This is what Chris Paul and Blake Griffin have done to Los Angeles.
L.A. is still a Lakers town — it’s the one generational team in Los Angeles, where your grandfather rooted for them, your dad and you — but the Clippers are changing the conversation among the youngest generations.
Like Lakers coach Mike Brown’s son Elijah, who plays for area hoops powerhouse Mater Dei now. This is what he’s hearing, according to Kevin Ding of the Orange County register.
These days, Elijah has heard most about why the Clippers seem to be rising and the Lakers have not.
“Does your dad still think they can beat the Clippers?” Elijah said he hears often. “Can they still win? They haven’t done anything.”
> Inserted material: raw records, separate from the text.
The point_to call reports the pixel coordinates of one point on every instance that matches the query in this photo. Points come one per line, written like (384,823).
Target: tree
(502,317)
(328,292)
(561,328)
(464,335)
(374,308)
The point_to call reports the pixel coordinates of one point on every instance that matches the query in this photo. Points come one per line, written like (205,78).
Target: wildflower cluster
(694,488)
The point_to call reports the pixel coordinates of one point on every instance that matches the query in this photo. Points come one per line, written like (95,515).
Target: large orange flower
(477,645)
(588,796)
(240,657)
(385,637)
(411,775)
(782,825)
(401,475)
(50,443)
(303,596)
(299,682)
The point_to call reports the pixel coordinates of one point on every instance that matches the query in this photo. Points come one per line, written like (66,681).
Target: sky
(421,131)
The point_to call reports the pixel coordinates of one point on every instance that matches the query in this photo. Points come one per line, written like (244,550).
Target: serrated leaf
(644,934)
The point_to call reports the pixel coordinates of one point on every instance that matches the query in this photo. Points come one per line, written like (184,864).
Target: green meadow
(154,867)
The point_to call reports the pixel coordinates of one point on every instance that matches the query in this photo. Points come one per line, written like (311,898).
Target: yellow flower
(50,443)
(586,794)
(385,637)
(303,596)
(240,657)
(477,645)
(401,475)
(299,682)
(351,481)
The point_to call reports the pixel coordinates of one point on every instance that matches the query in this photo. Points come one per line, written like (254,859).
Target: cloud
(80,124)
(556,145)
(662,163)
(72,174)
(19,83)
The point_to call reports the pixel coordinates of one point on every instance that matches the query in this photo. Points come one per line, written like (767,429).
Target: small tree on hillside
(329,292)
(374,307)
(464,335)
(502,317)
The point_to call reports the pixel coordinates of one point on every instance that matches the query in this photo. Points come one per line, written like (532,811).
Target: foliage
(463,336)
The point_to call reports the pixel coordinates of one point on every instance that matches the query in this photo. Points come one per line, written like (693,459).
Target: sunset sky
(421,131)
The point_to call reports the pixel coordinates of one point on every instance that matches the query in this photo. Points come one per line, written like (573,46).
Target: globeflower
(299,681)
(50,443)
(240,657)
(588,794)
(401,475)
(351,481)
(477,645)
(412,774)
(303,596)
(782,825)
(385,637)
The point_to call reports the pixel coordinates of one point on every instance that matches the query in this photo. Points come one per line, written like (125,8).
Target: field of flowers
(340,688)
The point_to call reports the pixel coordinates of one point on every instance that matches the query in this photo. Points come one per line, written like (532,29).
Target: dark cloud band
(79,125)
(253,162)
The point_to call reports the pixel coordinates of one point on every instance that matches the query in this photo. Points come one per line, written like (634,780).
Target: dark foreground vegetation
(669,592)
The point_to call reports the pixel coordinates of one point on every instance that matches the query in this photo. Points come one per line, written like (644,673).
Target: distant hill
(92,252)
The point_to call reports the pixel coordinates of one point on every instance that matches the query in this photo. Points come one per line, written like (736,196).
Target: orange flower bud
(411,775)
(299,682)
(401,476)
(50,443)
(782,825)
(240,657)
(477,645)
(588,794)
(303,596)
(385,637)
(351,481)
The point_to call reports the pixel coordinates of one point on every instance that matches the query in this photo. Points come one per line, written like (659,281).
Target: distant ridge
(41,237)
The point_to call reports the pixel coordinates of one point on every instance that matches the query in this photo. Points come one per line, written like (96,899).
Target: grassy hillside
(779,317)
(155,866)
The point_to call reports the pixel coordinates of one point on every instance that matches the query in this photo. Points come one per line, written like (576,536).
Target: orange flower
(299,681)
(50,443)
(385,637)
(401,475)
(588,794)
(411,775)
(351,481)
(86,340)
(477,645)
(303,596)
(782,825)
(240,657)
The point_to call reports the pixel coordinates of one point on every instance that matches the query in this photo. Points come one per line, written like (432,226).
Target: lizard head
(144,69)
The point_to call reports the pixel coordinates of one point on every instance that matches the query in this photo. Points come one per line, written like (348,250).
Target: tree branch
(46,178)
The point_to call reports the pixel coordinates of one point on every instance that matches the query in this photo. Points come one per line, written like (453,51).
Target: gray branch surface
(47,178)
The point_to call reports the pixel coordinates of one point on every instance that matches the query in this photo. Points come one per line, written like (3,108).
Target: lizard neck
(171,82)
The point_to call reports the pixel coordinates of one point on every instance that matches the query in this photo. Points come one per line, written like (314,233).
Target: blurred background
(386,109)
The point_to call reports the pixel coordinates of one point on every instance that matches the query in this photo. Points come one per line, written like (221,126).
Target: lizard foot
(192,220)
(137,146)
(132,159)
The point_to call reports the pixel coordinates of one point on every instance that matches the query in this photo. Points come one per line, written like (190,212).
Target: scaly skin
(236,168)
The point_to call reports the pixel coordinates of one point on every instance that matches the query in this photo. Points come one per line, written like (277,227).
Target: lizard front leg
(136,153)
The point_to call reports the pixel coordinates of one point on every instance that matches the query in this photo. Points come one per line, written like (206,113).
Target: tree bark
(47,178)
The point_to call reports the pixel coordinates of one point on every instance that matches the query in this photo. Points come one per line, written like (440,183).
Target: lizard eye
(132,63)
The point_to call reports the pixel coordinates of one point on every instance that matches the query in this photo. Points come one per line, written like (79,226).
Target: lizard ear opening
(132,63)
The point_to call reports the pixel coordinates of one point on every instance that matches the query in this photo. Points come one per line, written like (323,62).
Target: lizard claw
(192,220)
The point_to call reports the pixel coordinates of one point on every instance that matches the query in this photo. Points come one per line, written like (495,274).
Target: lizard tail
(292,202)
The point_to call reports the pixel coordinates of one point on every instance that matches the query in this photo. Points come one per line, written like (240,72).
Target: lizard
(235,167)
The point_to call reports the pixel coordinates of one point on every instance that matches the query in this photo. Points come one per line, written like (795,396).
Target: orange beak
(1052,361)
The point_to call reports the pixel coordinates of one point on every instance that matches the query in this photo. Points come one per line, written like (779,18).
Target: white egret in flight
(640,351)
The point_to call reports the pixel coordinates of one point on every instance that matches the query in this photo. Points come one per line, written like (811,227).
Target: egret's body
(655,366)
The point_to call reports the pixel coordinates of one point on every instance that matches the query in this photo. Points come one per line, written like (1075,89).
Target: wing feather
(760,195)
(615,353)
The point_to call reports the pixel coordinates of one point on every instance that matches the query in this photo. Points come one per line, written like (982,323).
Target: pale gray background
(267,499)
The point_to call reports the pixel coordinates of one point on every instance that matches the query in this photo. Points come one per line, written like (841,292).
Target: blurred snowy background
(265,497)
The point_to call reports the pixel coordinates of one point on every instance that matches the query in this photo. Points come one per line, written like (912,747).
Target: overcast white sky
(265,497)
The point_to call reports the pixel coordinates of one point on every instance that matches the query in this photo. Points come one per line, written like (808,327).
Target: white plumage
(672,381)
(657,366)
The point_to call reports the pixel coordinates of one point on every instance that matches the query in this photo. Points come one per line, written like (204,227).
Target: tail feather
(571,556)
They haven’t done anything? Um, there were these two titles in the last three years… oh, forget it. Not going to try to explain this “ancient” history to high schoolers.
The point is this — Griffin and CP3 are changing perceptions and allegiances in Los Angeles. The Clippers are young and exciting, they win with dramatic highlights. They are the team with the brighter future (if owner Donald Sterling doesn’t screw it up).
It’s not a sea change — a decade or more of Dodgers-quality ownership — to really screw up the Lakers franchise. But for the near term, there are a lot of Clippers fans in Los Angeles.